In real life, while working on my PhD thesis I am also training to teach at the university level. It's still quite a strange, daunting prospect - teaching, and in higher education to boot. But I've been thinking a lot lately about how to teach literature, how to foster engagement with a text and inspire a love of reading. It's an immense task. Immense - UGH I sound like a smarmy twit. It is a big ask, though. Teaching, especially at the university level, isn't just for imparting knowledge. We're also supposed to be teaching young people how to think.

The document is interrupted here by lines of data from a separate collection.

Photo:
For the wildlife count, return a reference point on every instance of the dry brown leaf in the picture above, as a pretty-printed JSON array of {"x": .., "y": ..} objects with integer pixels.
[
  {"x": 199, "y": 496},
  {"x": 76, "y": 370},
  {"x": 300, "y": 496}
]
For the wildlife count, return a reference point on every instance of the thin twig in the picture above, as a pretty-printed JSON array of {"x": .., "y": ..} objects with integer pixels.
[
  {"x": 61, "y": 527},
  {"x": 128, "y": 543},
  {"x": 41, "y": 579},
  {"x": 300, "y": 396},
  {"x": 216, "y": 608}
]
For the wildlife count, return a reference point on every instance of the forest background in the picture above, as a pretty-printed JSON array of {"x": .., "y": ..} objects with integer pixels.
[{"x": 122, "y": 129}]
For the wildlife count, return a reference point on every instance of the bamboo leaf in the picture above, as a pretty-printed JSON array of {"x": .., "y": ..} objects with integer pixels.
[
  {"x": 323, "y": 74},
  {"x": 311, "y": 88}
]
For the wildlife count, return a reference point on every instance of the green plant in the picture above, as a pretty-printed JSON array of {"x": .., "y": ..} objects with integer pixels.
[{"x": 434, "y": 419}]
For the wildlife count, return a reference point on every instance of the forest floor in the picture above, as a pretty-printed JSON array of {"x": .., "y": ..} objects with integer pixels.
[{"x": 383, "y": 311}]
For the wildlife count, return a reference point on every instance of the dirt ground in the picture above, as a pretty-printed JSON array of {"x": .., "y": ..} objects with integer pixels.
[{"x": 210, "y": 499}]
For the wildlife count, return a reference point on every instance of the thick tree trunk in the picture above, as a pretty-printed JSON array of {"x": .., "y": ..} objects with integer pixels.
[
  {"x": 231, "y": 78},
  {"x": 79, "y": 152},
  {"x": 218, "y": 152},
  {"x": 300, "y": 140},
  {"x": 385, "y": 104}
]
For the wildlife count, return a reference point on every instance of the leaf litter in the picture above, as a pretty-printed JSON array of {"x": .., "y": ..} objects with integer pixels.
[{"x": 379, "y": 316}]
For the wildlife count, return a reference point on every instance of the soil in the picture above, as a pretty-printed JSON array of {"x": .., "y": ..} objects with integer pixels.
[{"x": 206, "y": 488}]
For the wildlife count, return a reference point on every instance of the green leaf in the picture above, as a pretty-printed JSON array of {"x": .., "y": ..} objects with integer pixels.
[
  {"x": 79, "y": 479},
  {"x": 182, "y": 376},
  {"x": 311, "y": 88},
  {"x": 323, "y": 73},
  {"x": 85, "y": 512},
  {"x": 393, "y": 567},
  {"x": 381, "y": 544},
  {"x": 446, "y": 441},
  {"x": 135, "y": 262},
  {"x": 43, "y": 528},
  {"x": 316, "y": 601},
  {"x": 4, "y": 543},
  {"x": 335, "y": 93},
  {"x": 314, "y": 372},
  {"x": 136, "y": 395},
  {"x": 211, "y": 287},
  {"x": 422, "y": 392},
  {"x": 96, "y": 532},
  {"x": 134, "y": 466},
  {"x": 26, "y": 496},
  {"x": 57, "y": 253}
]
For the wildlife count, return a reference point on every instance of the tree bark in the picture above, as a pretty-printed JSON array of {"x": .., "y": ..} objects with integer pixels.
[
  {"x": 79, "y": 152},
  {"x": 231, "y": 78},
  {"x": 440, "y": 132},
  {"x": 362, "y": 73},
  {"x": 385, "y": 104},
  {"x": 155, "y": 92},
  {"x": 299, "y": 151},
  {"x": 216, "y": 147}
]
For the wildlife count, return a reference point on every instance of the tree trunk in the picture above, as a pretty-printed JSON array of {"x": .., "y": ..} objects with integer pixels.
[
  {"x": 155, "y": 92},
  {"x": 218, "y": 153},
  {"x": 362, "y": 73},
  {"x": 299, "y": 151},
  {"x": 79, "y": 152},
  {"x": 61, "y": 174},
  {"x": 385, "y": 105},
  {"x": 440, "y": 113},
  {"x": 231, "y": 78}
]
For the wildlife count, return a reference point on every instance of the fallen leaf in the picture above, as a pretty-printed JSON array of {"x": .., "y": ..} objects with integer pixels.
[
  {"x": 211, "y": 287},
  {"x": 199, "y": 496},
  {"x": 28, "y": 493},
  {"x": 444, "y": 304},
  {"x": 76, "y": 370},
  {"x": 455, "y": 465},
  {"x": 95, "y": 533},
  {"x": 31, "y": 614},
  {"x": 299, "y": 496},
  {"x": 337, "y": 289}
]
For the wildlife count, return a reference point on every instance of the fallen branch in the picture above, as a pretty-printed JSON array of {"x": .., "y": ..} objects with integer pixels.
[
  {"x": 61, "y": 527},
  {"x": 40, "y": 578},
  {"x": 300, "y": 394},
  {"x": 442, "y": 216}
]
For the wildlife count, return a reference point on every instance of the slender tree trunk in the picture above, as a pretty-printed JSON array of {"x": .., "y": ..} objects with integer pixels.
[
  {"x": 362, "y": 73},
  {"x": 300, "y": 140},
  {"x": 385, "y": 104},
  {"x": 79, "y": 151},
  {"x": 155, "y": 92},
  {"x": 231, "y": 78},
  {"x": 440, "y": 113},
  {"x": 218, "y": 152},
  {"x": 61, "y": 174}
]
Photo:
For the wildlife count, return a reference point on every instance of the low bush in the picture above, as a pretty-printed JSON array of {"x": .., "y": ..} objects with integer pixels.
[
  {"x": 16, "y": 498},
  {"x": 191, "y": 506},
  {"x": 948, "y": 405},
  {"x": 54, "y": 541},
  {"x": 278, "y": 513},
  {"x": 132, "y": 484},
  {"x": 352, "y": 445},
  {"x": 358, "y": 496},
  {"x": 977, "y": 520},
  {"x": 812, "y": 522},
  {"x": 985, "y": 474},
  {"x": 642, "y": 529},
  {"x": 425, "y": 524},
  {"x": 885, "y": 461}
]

This morning I helped with a seminar on Thomas More's Utopia, a book I hadn't read in over 4 years. When preparing for the seminar I had my undergrad copy of the book on hand, filled with my notes and markings from when I studied the text at Oxford. Unfortunately I didn't have the hard drive with my old essay on it so I couldn't go back to fully relive the experience. But it was still a useful exercise in perspective - my old notes are a great record of how I read as a student. The things I picked out as significant 4 years ago are vastly different from what I find most interesting now. And yet it was refreshing to read the book without any of the pressure that comes along with more advanced level of specialisation.
I know one of the main challenges of teaching literature is avoiding a stifling pedagogy that suffocates any enjoyment of the text. As an academic I obviously enjoy the kinds of analysis that many students find overbearing, but in teaching I have to keep that bias in check. Seminars are wholly discussion based classes and there's nothing more exciting from a teacher's perspective than a group of students leading the conversation in their own direction.
It's so easy for me to fall into the role of a critic when reading - it's what I've been trained to do. Part of the reason I enjoy this blog so much is being able to revel in the pure enjoyment of a book and being able to share my love of books with other readers without any expectation to engage in the intellectual side of things. I'm now discovering that teaching can offer a similar kind of experience. I want to be the kind of teacher/professor who can foster a vibrant conversation about a book while also planting seeds for more rigorous intellectual thought. Today's seminar group found quite a few things to laugh about throughout our discussion, which is always a good sign that the students are enjoying the literature.
Maybe I'm a bit of a sap. Ok I'm a HUGE sap. I just want to be Mr Keating from Dead Poet's Society!